Universities like Harvard and Vanderbilt have for several years played defense against GOP scrutiny of universities and efforts to hike taxes on their endowments. The current tax on investment income of certain large private colleges and universities is 1.4%.

The Senate GOP bill revised down a top new rate to 8% after House Republicans proposed a rate as high as 21%. Universities and their allies argue higher taxes mean less financial aid for students.

Steven Bloom, an assistant vice president at the American Council on Education, says the work isn’t done.

The fact that the Senate Finance Committee lowered the endowment tax rate indicates that “there’s a willingness to make changes,” Bloom said. “The bill is still in flux.”

Lawmakers Listening

Lawmakers say they’re still making changes to provisions ranging from the Medicaid provider tax to giving a longer runway to the tax credit on clean hydrogen that had been largely dismantled in the House and Senate bills.

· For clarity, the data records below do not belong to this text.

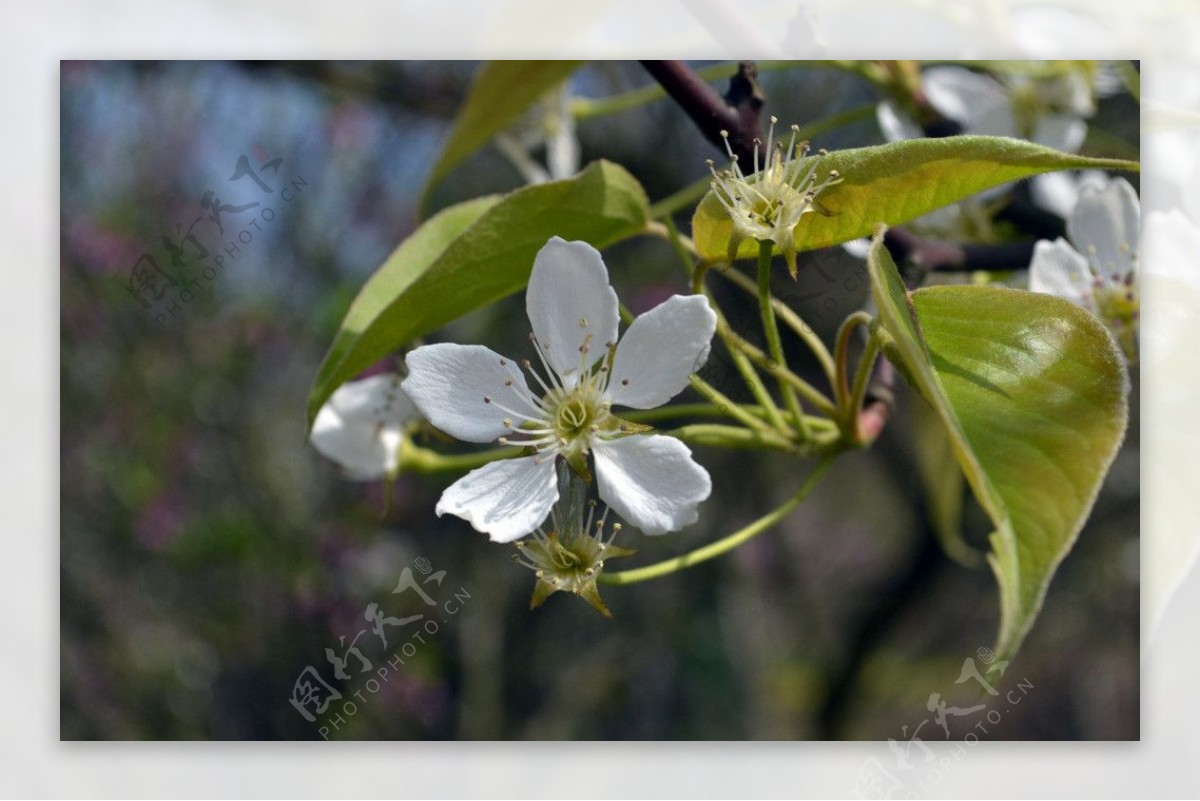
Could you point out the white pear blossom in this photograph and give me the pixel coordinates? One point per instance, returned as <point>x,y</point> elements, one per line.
<point>768,204</point>
<point>475,395</point>
<point>1098,267</point>
<point>547,122</point>
<point>1049,112</point>
<point>361,426</point>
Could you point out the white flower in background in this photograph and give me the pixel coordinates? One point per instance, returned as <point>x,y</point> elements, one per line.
<point>1098,269</point>
<point>475,395</point>
<point>767,205</point>
<point>1047,110</point>
<point>547,122</point>
<point>1059,192</point>
<point>361,426</point>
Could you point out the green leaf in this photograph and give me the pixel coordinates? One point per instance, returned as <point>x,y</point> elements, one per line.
<point>893,184</point>
<point>472,254</point>
<point>1031,390</point>
<point>502,90</point>
<point>941,479</point>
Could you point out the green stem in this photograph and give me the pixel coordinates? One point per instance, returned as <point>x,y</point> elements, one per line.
<point>841,387</point>
<point>865,362</point>
<point>681,199</point>
<point>729,407</point>
<point>774,344</point>
<point>757,356</point>
<point>420,459</point>
<point>726,543</point>
<point>749,374</point>
<point>793,320</point>
<point>731,437</point>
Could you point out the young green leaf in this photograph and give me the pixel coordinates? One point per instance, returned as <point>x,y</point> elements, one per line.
<point>502,90</point>
<point>1031,390</point>
<point>893,184</point>
<point>472,254</point>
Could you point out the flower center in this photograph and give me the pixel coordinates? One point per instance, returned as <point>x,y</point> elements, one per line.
<point>576,414</point>
<point>768,203</point>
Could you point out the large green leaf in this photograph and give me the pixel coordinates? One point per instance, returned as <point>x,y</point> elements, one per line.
<point>1032,392</point>
<point>472,254</point>
<point>941,479</point>
<point>897,182</point>
<point>502,90</point>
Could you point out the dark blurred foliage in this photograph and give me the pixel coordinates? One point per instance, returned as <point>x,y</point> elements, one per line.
<point>209,555</point>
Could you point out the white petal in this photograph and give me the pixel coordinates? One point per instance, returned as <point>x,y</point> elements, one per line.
<point>505,499</point>
<point>660,350</point>
<point>1059,270</point>
<point>1059,192</point>
<point>651,481</point>
<point>1105,227</point>
<point>894,124</point>
<point>360,425</point>
<point>964,96</point>
<point>570,302</point>
<point>461,390</point>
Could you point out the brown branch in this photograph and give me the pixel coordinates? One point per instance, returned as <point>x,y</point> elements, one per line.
<point>736,113</point>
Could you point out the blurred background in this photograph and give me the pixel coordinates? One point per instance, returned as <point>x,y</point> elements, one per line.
<point>210,556</point>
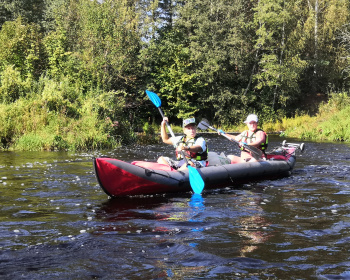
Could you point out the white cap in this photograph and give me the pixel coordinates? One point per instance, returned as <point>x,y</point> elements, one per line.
<point>251,118</point>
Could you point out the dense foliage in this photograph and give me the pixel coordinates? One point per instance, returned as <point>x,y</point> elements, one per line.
<point>73,72</point>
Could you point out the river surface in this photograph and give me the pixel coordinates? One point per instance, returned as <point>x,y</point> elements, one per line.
<point>57,223</point>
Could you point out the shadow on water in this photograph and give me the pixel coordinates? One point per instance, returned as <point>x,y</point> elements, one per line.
<point>56,222</point>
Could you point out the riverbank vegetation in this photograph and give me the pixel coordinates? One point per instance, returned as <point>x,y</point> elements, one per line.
<point>73,72</point>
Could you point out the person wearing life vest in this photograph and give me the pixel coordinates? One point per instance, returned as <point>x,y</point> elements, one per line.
<point>193,146</point>
<point>253,136</point>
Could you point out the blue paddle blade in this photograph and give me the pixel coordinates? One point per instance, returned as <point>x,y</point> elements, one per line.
<point>196,181</point>
<point>154,98</point>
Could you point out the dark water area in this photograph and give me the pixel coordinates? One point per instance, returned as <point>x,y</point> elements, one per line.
<point>57,223</point>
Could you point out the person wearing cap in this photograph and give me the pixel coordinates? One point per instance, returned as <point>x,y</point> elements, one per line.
<point>253,136</point>
<point>193,146</point>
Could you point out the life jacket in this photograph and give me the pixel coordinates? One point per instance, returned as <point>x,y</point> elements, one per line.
<point>249,139</point>
<point>190,142</point>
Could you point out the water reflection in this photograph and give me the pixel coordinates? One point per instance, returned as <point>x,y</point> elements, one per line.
<point>56,222</point>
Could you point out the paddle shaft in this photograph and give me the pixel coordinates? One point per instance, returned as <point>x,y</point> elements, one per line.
<point>251,149</point>
<point>173,136</point>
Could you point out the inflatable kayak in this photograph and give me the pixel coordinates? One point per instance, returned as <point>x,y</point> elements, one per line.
<point>119,178</point>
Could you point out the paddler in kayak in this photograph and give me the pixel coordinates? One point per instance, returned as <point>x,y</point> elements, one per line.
<point>194,146</point>
<point>253,136</point>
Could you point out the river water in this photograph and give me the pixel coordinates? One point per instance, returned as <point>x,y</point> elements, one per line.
<point>57,223</point>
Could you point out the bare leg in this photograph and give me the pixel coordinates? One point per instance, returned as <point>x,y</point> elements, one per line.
<point>235,159</point>
<point>161,160</point>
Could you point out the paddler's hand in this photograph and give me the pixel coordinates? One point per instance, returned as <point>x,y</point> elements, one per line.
<point>165,120</point>
<point>182,147</point>
<point>242,144</point>
<point>220,131</point>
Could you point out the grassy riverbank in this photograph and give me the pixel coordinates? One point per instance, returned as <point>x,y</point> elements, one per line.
<point>330,124</point>
<point>32,125</point>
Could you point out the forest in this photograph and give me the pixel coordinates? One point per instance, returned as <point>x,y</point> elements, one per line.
<point>73,73</point>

It’s a message that people like K&L Gates’ partner David Skillman have sought to bring to lawmakers. The former counsel to Rep. Earl Blumenauer (D-Ore.) said the Senate bill’s energy credit timelines are still extremely tight, and that’s challenging for companies seeking to build out their queue.

“The Senate’s energy provisions mark a good first step,” Skillman said.

Democratic lobbyist Steve Elmendorf, a founder of the firm Avoq, said it’s a big moment for lobbyists.

Influence campaigns should ramp up not only in Washington but at all levels, including in lawmakers’ districts, he said.

“People realize it’s a big bill, whether you think it’s beautiful or not,” he said. “Changes have been made, it’s not a fruitless effort.”

Kate Ackley also contributed to this story.